もう一辺に窓があり、机が置かれている。机の上には一枚の書類と折り紙の鶴が3羽いる。
ベッドには慎悟はいなかった。
「こんな朝早くにどこ行ったのかしら?」
麗菜は一日休暇をもらおうと思って慎悟に言いに来たのだ。
休暇の理由は、久しぶりに父親に会いに行くためだ。
麗菜はため息をつくと慎悟の部屋を出た。


麗菜が慎悟の部屋に入る約1時間前。
慎悟が事務所の2階の両刃の部屋の前に立っている。
周りを見回してからそっとドアのノブに触れる。が、
「なにをやってる?」
両刃が慎悟の後ろに立っていた。
「おまえどこにいた?」
慎悟が周りを見回した時には、周りには誰もいなかった。
「お前はやっぱり忍者だったんだな?」
両刃は答えずに両刃の部屋のドアを開けた。
「入りたいなら入ってくれ」
そう言って両刃はドアを開けたまま入っていった。
「おっじゃましま〜す」
慎悟はそう言うと部屋に入った。
両刃の部屋は暗い。
まずカーテンが黒だ。壁紙は灰色で電気が点いてないから床は何色かわからない。
「そこの電気をつければ見えるだろう」
両刃はそう言って、暗い中まっすぐとデスクに向かって椅子に座った。
「あいにく俺は夜行性なんだ。

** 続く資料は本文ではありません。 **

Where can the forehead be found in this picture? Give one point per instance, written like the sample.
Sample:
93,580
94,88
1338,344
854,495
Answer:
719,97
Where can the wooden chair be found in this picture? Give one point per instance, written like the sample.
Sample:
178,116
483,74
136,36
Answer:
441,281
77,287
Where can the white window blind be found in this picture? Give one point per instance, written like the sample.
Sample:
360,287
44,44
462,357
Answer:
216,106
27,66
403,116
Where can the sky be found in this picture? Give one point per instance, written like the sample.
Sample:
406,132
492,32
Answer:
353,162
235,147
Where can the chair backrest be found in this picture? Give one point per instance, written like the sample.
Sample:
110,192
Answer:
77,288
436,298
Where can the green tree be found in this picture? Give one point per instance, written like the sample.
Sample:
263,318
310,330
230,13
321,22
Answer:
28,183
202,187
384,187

これくらいの暗闇で何も見えないことは無いよ」
そう言って慎悟はドアを閉めた。
「で、わざわざ朝っぱらから俺の部屋に来たのは何の用だ?」
両刃が机の上の紙に何か書き始めた。真っ暗だが何を書いているのかわかるのだろうか。
「昨日の報告。ビートは逃がした」
慎悟の言葉を聞いて両刃は慎悟を見たが、すぐに机の上の紙に目を戻した。
「それで少しでも多くの人が幸せになるんならいいんだろ?」
両刃はそう言って耳を澄ませた。
「客が来る予定なのか?」
両刃が聞く。
「昨日の夜、ビートを逃がしたことを政府の人間に調査報告書として送ったら今日の午前六時に来るってさ」
両刃が首をひねる。
「何を好き好んでこんな朝っぱら来るんだ?」
「さあ」
慎悟は首をひねって両刃の部屋のドアを開けた。
ドアの前では今にも政府の人間がノックしようとしていた。
「隣の部屋で話しましょう。中で待っていてください。すぐにおいしい紅茶をお出しします」
「結構です。私は茶飲み話をしに来たわけではありません」
そう言って男は慎悟の部屋に入って行った。
「なんで政府の人間ってどいつもこいつも面白みがないのかな?」
慎悟の文句に両刃が苦笑いをする。
「で、ほかに用は?」
両刃が聞く。
「ああ。栄子さんのことなんだけど・・・」
慎悟が言うと、両刃はため息をついて、
「栄子のことは忘れるよ」
そう言って両刃は立ち上がった。
「五年前から変わってない家具などの位置はすべて変えて、栄子は俺の心の中で生かすことにした。俺は、いつまでも過去に縛られているから誰も守れないのかもしれない」
そう言って両刃は慎悟の前に来て言った。
「だからお前も、麗菜も栄子のことは口にしないようにしてくれ」
両刃の言葉に慎悟は頷いた。
「よかったよ、お前が俺の助手でいてくれて」
そう言って慎悟は笑った。


「イギリスですか・・・」
政府の人間が言った言葉を慎悟が反復する。
慎悟が政府の命令に従わなかったため、政府の人間が慎悟をイギリスに出張を命じたのだ。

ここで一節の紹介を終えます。